L'histoire du yaourt

Tous les peuples éleveurs produisaient et consommaient du lait, qu’il s’agisse de lait de vache, de chèvre, de brebis, de bufflesse, d’ânesse… Mais l’histoire du yaourt est intimement liée à celle des tribus d’éleveurs nomades du centre de l’Eurasie, une zone de brassage et de passages au croisement des nombreuses routes de la soie.


D’où vient-il ? Le yaourt ne serait pas originaire de la Bulgarie, comme on peut souvent l’entendre, mais d’Asie centrale. Il aurait gagné l’Europe par la Turquie et les Balkans. L’origine du mot "yaourt" se retrouve d’ailleurs dans le mot turc "yogurmark", qui signifie "pétrir" ou "épaissir".

De longue date, la magie du yaourt réside dans la fermentation. Appliquée depuis des siècles au lait, elle permettait de prolonger la conservation de cette denrée hautement périssable. Les déplacements incessants des peuples nomades transportant le lait dans des peaux de bête sont à la base de la naissance de ce « gel de lait », le yaourt.
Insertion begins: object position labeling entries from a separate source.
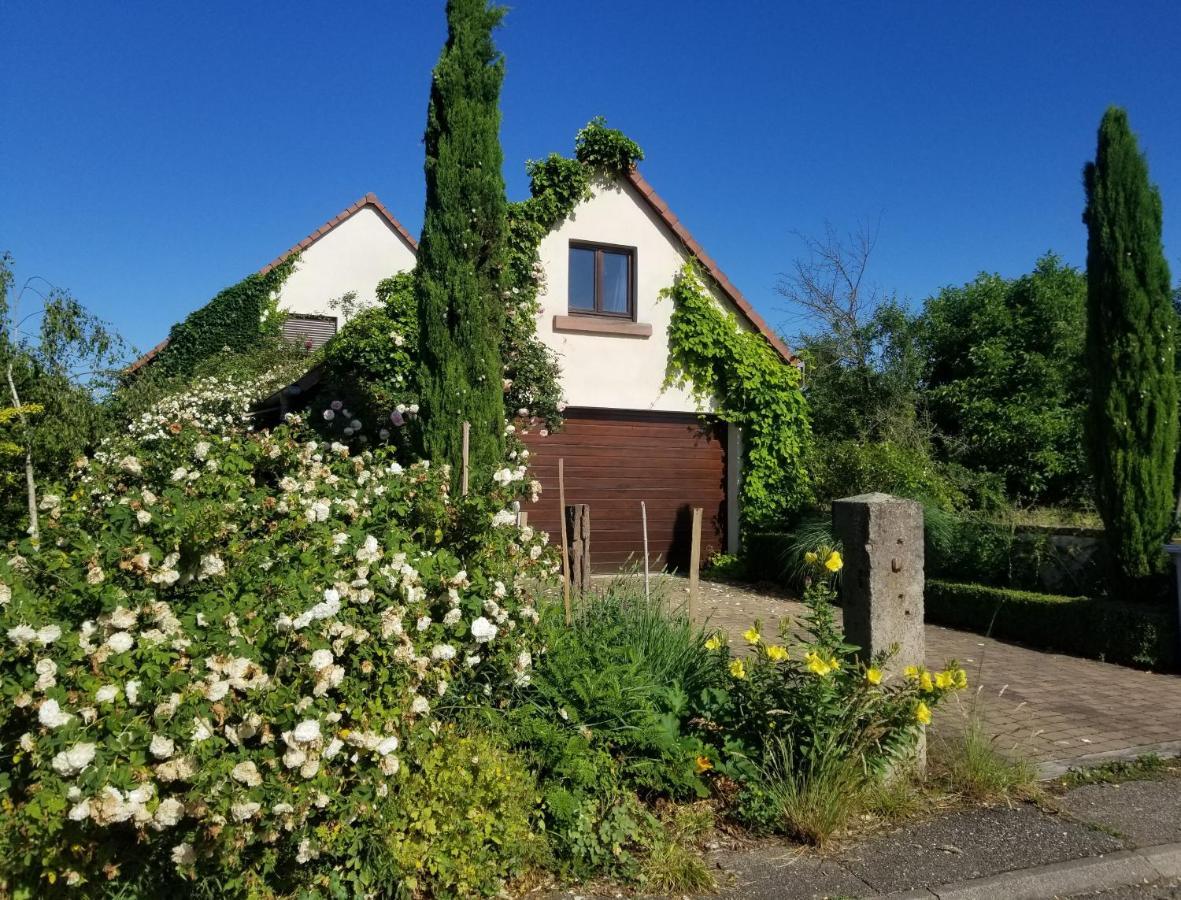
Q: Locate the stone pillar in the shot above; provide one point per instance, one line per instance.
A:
(881, 585)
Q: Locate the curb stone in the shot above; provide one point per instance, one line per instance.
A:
(1062, 879)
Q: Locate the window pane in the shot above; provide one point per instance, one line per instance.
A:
(581, 279)
(617, 282)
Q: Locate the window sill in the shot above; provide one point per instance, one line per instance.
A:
(601, 325)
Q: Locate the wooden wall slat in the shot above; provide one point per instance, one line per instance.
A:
(614, 458)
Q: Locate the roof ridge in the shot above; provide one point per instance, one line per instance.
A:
(715, 272)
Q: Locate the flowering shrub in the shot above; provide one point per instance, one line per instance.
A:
(804, 706)
(216, 659)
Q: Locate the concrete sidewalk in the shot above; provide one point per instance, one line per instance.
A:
(1055, 710)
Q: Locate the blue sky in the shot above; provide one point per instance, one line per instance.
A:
(155, 152)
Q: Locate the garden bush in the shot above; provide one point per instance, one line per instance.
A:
(1116, 631)
(215, 664)
(804, 724)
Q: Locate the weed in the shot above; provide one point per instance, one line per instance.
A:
(967, 762)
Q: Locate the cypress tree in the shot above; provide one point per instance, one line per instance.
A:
(461, 252)
(1133, 415)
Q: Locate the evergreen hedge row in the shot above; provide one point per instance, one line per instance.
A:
(1115, 631)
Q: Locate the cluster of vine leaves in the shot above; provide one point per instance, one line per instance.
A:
(752, 387)
(237, 319)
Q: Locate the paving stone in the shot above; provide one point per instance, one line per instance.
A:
(1146, 812)
(971, 845)
(1056, 710)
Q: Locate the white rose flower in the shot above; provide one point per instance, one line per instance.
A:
(245, 812)
(51, 715)
(307, 731)
(49, 634)
(482, 630)
(161, 747)
(321, 659)
(72, 761)
(183, 854)
(247, 774)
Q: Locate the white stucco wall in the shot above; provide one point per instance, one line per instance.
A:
(614, 371)
(354, 255)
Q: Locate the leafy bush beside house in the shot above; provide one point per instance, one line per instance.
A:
(236, 640)
(1114, 631)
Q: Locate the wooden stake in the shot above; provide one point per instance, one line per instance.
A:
(695, 559)
(566, 549)
(644, 516)
(467, 442)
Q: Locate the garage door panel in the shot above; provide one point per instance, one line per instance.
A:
(617, 458)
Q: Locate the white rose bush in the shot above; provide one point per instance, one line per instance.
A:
(230, 646)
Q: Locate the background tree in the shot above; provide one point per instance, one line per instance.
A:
(57, 362)
(1131, 425)
(1005, 385)
(462, 249)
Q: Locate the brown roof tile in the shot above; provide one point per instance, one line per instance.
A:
(369, 200)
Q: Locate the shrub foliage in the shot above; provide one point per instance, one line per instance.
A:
(1130, 324)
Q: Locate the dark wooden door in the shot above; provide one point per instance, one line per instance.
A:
(614, 458)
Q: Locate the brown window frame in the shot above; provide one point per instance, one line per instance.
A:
(599, 248)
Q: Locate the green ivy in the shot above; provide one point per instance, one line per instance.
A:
(751, 386)
(237, 319)
(556, 186)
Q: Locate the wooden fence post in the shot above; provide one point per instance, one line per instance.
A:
(695, 559)
(644, 517)
(566, 555)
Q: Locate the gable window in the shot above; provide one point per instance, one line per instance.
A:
(310, 332)
(602, 280)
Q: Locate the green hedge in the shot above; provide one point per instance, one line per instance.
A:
(1114, 631)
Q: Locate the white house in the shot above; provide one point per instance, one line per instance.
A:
(627, 438)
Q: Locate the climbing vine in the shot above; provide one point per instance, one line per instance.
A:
(239, 319)
(751, 386)
(556, 186)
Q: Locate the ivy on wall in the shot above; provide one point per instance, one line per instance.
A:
(237, 319)
(751, 386)
(556, 186)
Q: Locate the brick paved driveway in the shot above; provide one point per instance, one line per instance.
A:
(1056, 710)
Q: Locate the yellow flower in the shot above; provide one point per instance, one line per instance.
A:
(816, 663)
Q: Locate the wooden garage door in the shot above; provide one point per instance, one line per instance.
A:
(615, 458)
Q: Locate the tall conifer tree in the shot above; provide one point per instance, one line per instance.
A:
(1133, 417)
(461, 253)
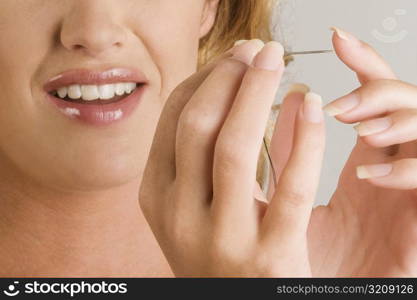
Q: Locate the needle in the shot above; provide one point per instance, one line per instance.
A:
(307, 52)
(289, 54)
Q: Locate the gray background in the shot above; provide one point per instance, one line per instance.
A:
(304, 25)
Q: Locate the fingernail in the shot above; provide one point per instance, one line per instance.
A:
(344, 35)
(371, 171)
(312, 108)
(239, 42)
(271, 57)
(298, 88)
(247, 50)
(342, 105)
(373, 126)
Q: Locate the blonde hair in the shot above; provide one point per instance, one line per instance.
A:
(237, 20)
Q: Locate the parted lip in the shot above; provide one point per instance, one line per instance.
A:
(93, 77)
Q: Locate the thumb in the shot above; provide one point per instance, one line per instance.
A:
(360, 57)
(282, 138)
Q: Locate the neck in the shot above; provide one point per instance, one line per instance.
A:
(46, 233)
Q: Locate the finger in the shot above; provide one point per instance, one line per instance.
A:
(400, 174)
(373, 99)
(396, 128)
(290, 208)
(282, 138)
(240, 139)
(360, 57)
(161, 160)
(201, 119)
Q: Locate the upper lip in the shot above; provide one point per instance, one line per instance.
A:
(93, 77)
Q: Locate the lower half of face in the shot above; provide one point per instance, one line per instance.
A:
(52, 144)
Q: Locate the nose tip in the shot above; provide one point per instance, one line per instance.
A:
(92, 34)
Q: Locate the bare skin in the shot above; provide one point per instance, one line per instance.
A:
(209, 229)
(66, 208)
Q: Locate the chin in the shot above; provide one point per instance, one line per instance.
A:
(87, 173)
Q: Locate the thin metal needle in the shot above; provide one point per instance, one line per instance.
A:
(287, 54)
(274, 175)
(307, 52)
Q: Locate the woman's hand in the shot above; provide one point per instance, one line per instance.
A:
(197, 189)
(369, 227)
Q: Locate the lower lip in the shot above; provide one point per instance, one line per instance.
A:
(100, 114)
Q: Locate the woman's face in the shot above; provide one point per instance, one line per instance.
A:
(42, 39)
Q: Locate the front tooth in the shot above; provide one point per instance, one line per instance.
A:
(106, 91)
(129, 87)
(90, 92)
(74, 91)
(62, 92)
(119, 89)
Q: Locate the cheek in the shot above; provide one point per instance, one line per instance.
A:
(173, 42)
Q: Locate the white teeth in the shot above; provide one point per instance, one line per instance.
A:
(119, 89)
(74, 91)
(129, 87)
(90, 92)
(62, 92)
(94, 92)
(106, 91)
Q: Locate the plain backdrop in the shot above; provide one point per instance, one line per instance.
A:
(390, 26)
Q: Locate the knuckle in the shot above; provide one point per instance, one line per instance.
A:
(230, 67)
(229, 154)
(295, 198)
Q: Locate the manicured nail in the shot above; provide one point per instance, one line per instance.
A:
(240, 42)
(342, 105)
(312, 108)
(270, 58)
(344, 35)
(371, 171)
(298, 88)
(247, 50)
(373, 126)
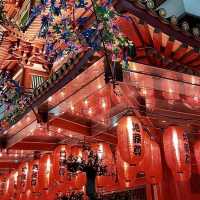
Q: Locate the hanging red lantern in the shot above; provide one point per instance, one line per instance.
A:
(130, 139)
(104, 153)
(177, 152)
(77, 180)
(45, 171)
(126, 173)
(23, 177)
(197, 155)
(33, 176)
(192, 96)
(4, 181)
(153, 163)
(26, 196)
(59, 156)
(12, 185)
(170, 91)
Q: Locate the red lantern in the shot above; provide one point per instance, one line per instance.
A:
(130, 139)
(33, 176)
(170, 91)
(23, 177)
(59, 156)
(77, 181)
(3, 187)
(177, 152)
(26, 196)
(126, 173)
(197, 155)
(192, 98)
(153, 163)
(104, 152)
(12, 185)
(45, 171)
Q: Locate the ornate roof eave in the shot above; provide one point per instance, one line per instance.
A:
(152, 18)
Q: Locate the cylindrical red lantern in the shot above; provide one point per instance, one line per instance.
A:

A la différence du fromage, qui nécessite un égouttage et un temps d’affinage assez long, le yaourt était donc parfaitement compatible avec le mode de vie des nomades.

Brève apparition. Le yaourt est pratiquement resté confiné à l’Asie centrale et aux Indes jusqu’au XVe siècle. Il fait son apparition en France sous François 1er, en 1542. Celui-ci aurait ainsi guéri de désordres intestinaux grâce à un yaourt à base de lait de brebis préparé par un médecin turc. Mais la recette s’est perdue avec la disparition du troupeau de brebis...

Ce n’est que bien plus tard, à la fin du 19e siècle, que le prix Nobel E. Metchnikoff fera des recherches sur la longévité légendaire des montagnards des Balkans, et découvrira ainsi les effets bénéfiques du yaourt sur les troubles intestinaux chez le nourrisson.

La consommation de yaourt ne deviendra cependant populaire dans les sociétés occidentales qu’après la première guerre mondiale. On le trouve alors à la carte des restaurants, dans quelques crémeries et… dans les pharmacies. Ses bienfaits sur la digestion sont déjà bel et bien reconnus…

Le yaourt est devenu chez nous le lait fermenté le plus prisé, mais le procédé de la fermentation ne connaît pas de frontière. Il est appliqué pour produire différents types de laits fermentés comme le "koumis" d’Asie centrale, le "gioddu" sarde, le "kéfir" du Caucase, ou encore le "banik" africain.